Um dos “anões do orçamento” – lembra-se? – justificou sua fortuna no bom deus das loterias. Disse que, diferentemente dos demais brasileiros, tinha a sorte grande. Ganhava freqüentemente porque jogava sempre e podia jogar amiúde porque ganhava muito. E ninguém tinha nada com isso. Desconfiou-se que ele usava o jogo lícito para lavar dinheiro ilícito, roubado do povo. Mas, passado o calor dos debates na tumultuada CPI do Orçamento, tudo ficou por isso mesmo.
Agora que o governo, contra a parede com o caso Waldogate, manda fechar casas de bingo e caça-níqueis alegando que a jogatina, além de viciar pessoas de boa vida, serve ao mundo do crime para assessores, arrecadadores de campanha, traficantes e chantagistas, uma iniciativa no âmbito judicial tão simples quanto o ovo de Colombo pode colocar fim ao subterfúgio usado por todos os tipos de anões morais que se valem das loterias para a lavação de dinheiro: a Caixa Econômica Federal tem o prazo de sessenta dias para iniciar a identificação de todos os que apostam na sorte grande. Assim, garantir-se-ia o recebimento do eventual prêmio a quem efetivamente jogou, não a quem apresentar, depois, o bilhete.
Explicamos melhor: o procurador da República Vinícius Marajó Dal Sechi, da Justiça Federal da cidade paulista de Sorocaba, recomendou (com cópia ao ministro da Fazenda, Antônio Palocci) à presidência da Caixa Econômica Federal que torne obrigatória, no prazo de sessenta dias, a identificação dos apostadores de suas loterias on-line, com nome e RG ou CPF. Se não o fizer por vontade própria, a CEF poderá ser compelida a fazê-lo sob ordem judicial.

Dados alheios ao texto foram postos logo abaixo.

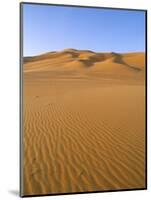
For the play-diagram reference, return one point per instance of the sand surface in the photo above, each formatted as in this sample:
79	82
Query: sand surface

O procurador – como muitos outros da República – desconfia que as apostas sem identificação podem estar sendo usadas para a lavagem de dinheiro, porque os bilhetes dos jogos apostados on-line (tipo Loteca, Mega-Sena e Lotomania) não são identificados e os prêmios podem ser pagos a quem apresentar o bilhete premiado. Os esforços do Ministério Público Federal e das autoridades no sentido de reduzir ou eliminar os mecanismos de lavagem de dinheiro estariam sendo neutralizados com a falta de identificação dos apostadores.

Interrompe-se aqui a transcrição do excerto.